A former aide filed charges in Albany against New York Gov. Andrew Cuomo on Friday, alleging that the embattled state leader repeatedly harassed and groped her in the executive mansion. The allegations underscore the need not just to dethrone Cuomo, but to also plug a legal loophole that made legislation that they did pass less effective in the capitol.
SB 6577, enacted in April 2019, significantly strengthened protections against sexual harassment, including in the workplace. Those protections also created liabilities for their employer, but at the time, federal law did not consider people working for legislators at the capitol in Albany state employees for these purposes. The technicality meant that there the state could not be held liable for harassment or misconduct, which made it far more difficult for any victim to pursue a lawsuit.
Niou and State Sen. Andrew Gounardes proposed legislation to close the loophole in the fall of 2019 and the Working Group officially backed it months later, but it has not seen any real movement since. Figuring out why does not require a very dynamic imagination.

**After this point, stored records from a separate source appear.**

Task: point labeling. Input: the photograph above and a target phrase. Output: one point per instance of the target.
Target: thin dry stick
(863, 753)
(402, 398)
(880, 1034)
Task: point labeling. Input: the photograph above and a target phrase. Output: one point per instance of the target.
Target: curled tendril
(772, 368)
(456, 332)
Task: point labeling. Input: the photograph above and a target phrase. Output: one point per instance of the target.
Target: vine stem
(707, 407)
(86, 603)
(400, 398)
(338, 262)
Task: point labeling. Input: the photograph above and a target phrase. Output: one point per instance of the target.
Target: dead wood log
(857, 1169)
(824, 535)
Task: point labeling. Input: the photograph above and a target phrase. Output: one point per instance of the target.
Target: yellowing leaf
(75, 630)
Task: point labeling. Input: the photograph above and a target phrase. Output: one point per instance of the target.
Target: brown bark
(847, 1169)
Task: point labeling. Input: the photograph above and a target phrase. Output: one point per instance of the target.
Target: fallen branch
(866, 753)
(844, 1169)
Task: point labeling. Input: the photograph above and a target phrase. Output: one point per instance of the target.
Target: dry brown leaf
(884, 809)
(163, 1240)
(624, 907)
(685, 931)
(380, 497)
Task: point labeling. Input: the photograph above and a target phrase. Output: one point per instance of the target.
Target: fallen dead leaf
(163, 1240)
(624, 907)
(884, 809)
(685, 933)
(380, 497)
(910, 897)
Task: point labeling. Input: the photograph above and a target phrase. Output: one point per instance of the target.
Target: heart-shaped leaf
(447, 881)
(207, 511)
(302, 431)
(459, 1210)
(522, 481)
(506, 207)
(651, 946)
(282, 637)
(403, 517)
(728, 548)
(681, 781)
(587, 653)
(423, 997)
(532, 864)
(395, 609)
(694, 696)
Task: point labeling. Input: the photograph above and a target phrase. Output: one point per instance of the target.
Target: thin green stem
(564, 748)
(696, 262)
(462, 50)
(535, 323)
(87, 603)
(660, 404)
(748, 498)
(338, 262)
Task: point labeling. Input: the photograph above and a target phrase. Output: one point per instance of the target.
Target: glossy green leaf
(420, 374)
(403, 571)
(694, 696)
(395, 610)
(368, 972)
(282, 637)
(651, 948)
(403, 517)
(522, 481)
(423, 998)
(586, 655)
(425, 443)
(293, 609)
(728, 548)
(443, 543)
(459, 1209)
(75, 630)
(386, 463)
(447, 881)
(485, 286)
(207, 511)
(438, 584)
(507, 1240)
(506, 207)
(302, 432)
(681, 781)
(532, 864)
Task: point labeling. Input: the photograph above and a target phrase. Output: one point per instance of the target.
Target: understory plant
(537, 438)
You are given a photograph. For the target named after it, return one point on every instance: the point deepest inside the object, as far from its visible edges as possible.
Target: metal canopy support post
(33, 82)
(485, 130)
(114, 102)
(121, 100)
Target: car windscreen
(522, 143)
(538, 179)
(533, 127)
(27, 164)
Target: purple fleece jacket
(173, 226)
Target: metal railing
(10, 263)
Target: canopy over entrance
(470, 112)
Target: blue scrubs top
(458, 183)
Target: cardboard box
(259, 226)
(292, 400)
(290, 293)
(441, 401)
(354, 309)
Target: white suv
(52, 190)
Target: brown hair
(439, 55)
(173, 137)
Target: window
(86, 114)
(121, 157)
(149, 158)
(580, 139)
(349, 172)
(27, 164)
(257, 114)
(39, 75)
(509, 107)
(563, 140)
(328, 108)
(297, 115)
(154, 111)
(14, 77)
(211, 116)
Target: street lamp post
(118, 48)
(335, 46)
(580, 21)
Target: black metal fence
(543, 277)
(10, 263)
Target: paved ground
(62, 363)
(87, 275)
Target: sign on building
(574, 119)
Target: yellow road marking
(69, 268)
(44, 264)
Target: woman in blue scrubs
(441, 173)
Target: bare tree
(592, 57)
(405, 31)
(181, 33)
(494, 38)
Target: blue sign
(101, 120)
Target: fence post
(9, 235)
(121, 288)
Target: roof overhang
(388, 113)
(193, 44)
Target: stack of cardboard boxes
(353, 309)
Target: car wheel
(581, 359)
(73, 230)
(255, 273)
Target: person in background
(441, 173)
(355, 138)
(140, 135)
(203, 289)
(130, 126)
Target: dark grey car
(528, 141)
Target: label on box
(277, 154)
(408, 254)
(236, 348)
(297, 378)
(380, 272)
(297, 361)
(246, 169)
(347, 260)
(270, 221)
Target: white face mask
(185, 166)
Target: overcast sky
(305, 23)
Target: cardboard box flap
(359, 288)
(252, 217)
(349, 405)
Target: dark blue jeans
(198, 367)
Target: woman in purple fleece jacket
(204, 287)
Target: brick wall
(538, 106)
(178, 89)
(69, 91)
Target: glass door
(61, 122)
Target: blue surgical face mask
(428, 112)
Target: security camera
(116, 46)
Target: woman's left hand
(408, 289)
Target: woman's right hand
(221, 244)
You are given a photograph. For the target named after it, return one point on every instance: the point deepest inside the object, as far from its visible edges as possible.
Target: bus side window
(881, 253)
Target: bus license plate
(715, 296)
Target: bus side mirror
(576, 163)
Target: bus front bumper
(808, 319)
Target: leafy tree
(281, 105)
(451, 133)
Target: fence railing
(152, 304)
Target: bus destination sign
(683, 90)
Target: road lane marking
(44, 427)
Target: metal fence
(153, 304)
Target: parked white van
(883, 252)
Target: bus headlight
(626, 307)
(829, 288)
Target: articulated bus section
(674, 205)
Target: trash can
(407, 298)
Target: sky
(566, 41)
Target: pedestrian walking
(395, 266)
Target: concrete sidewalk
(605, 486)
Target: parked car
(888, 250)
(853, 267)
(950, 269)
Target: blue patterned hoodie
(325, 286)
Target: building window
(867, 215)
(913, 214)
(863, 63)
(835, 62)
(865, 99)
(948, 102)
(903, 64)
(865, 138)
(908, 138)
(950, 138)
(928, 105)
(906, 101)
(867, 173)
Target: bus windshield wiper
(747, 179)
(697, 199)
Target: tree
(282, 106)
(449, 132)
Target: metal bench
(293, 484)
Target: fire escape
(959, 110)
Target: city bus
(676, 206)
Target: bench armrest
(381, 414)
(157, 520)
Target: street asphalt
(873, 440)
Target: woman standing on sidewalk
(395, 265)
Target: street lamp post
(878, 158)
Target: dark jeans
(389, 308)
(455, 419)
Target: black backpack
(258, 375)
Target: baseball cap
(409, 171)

The attorney general’s report on Cuomo’s serial predation has revived the bill, at least as an important talking point until it can be passed when the next session begins. Niou has already drafted articles of impeachment that cover a broad spectrum of Cuomo’s scandals, and though she doesn’t think the Judicial Committee will use her version, she’s continuing to apply pressure to expedite any and all changes possible.
Near the top of her list is achieving fair pay for staffers, whose salaries are determined now by the seniority of the legislator for whom they work. That forces people to choose between continuing to work for their abusers or take a significant cut to their livelihoods, thereby punishing victims. It’s an abusive system in an abusive city. The first step to detoxifying the place is removing the governor from office.
“I think that this would fix one piece of the puzzle — it doesn't change everything, but it actually gives some recourse,” Niou says. “People were just trying to do their jobs and I think that was one of the biggest takeaways from this report. People were just trying to work. Why is it that when we go to work, we can't get into an elevator without getting our ass grabbed? Why is it that when we go to work, we can’t sit at a desk and not have people checking us out because we were on a hot or not list? That actually happened to me.”